Themenüberblick

Erstes politisches Attentat in 40 Jahren

Bei einer Siegesfeier der kanadischen Separatisten in der französischsprachigen Provinz Quebec ist ein Mensch erschossen worden. Ein weiterer Teilnehmer sei verletzt worden, teilte die Polizei am Mittwoch mit.
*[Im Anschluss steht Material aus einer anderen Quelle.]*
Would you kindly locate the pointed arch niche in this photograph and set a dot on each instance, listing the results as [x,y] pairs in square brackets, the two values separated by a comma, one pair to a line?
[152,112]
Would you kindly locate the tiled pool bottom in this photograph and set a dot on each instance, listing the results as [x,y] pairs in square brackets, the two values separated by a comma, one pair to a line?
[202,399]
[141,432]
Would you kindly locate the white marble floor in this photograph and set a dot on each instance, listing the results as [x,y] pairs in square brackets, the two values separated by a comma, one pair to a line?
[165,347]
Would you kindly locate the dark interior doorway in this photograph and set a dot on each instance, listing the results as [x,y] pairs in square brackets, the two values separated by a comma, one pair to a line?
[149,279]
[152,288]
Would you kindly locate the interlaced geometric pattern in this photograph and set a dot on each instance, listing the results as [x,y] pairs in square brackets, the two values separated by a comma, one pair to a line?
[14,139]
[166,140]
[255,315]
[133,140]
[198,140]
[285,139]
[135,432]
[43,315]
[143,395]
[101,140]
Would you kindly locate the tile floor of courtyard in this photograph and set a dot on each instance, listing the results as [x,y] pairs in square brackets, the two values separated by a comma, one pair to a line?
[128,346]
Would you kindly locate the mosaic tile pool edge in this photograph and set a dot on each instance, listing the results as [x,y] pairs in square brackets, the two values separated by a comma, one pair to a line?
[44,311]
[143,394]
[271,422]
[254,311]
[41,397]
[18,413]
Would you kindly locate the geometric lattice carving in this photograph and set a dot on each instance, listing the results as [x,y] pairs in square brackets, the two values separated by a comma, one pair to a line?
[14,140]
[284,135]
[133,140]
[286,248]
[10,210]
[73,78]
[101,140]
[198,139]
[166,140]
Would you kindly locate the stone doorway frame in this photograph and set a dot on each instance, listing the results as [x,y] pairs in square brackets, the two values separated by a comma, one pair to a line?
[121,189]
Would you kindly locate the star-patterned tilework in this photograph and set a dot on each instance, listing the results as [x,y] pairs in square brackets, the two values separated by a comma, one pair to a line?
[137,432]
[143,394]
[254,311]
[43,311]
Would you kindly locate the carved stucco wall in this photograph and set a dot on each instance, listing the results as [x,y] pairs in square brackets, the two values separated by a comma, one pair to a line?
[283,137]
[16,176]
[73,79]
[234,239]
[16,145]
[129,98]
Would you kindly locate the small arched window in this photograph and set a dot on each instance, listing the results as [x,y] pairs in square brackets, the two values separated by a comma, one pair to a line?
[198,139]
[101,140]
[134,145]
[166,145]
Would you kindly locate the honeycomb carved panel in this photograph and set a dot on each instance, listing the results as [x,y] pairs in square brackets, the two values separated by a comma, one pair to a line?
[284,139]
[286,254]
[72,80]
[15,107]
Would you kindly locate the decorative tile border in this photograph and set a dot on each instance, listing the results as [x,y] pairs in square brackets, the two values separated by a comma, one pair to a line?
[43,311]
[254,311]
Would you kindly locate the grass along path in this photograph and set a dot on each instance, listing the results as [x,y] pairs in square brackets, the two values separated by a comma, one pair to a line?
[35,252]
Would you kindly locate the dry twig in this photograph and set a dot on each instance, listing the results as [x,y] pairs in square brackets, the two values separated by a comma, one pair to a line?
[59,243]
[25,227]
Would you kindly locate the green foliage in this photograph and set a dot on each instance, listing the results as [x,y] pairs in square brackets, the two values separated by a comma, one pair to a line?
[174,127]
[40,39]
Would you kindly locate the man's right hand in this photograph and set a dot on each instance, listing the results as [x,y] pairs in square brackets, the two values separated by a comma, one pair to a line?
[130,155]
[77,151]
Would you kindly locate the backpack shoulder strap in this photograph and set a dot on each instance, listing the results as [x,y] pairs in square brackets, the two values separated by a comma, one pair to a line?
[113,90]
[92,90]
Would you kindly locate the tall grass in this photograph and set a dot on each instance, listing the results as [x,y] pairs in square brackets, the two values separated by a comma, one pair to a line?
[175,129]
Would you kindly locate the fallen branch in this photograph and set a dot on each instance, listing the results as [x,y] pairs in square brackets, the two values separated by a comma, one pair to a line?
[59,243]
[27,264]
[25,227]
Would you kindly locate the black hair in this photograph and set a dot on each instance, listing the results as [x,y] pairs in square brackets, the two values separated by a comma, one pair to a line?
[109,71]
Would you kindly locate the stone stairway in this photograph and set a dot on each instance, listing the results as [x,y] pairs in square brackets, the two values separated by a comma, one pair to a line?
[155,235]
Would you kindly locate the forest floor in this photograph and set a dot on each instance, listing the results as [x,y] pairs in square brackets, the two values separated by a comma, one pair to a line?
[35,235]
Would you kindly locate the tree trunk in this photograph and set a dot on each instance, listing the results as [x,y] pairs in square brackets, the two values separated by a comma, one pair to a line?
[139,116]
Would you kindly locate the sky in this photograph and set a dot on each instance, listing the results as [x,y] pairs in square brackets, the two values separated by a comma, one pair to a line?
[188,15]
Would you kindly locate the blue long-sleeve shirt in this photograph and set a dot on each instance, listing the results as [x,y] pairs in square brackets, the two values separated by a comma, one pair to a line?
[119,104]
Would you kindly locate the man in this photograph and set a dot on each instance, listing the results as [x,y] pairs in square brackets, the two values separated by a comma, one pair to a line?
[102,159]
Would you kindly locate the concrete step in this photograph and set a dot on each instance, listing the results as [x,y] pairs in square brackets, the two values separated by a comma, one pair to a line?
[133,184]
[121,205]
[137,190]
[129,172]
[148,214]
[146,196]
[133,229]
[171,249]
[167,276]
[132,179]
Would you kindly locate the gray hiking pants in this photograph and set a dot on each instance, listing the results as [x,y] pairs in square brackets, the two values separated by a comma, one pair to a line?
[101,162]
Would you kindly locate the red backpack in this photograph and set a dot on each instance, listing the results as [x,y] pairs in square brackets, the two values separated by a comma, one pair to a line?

Ein Mann habe während der Rede der Vorsitzenden der Parti Quebecois (PQ), Pauline Marois, in einem Konzertsaal von Montreal das Feuer eröffnet, so die Polizei. Marois wurde während ihrer Rede von Leibwächtern von der Bühne geholt. Sie blieb unverletzt. Die 63-Jährige trat anschließend wieder ans Mikrofon und forderte ihre Parteifreude auf, den Saal ruhig zu verlassen.

Pauline Marois

AP/The Canadian Press/Graham Hughes

Marois wird in Sicherheit gebracht

Bei Hintereingang Feuer gelegt

Der mutmaßliche Attentäter rief laut Kameraaufzeichnungen in gebrochenem Französisch: „Die Engländer wachen auf.“ Der Täter legte außerdem am Hintereingang des Gebäudes Feuer. Er wollte damit offenbar einen Fluchtweg blockieren. Der etwa 50-jährige Mann wurde später außerhalb des Tagungsortes im Zentrum von Montreal festgenommen. Die tödlichen Schüsse erschüttern das für seine vergleichsweise niedrige Kriminalitätsrate bekannte Kanada, in dem der letzte politisch motivierte Mord mehr als 40 Jahre zurückliegt.

Separatisten vor Wahltriumph

Nach ersten Hochrechnungen kam die PQ bei der Wahl am Dienstag (Ortszeit) auf 32 Prozent der Stimmen. Erstmals in der Geschichte wird damit Quebec mit Marois künftig vermutlich von einer Frau regiert. Die Separatisten treten, wenn sich eine Abspaltung nicht vollziehen lässt, für eine größtmögliche Souveränität vom übrigen, englischsprachigen Kanada ein.

Die Liberalen, seit neun Jahren Regierungspartei, folgten mit 31 Prozent der Stimmen. Für die Konservativen stimmten demnach 27 Prozent. Bestätigt sich dieser Trend, der sich nach Auszählung von 97 Prozent der Stimmen abgezeichnet hatte, haben die Separatisten im Parlament 55 Sitze. Die Liberalen kommen dann auf 49 und die erst zehn Monate zuvor gegründete konservative Koalition für Quebecs Zukunft auf 19 Sitze.

Provinz mit acht Millionen Einwohnern

Die sozialdemokratisch orientierte Partei Quebec Solidaire hätte mit sechs Prozent der Stimmen Chancen auf zwei Sitze. Es gab noch 15 weitere Parteien auf dem Stimmzettel, keine von ihnen hatte aber eine Chance auf den Einzug ins Parlament in der Hauptstadt Quebec. In der Provinz Quebec leben etwa acht Millionen Menschen, von denen knapp sechs Millionen wahlberechtigt sind. Die meisten sprechen Französisch. Es ist die einzige der zehn kanadischen Provinzen, in der nicht Englisch die Hauptsprache ist.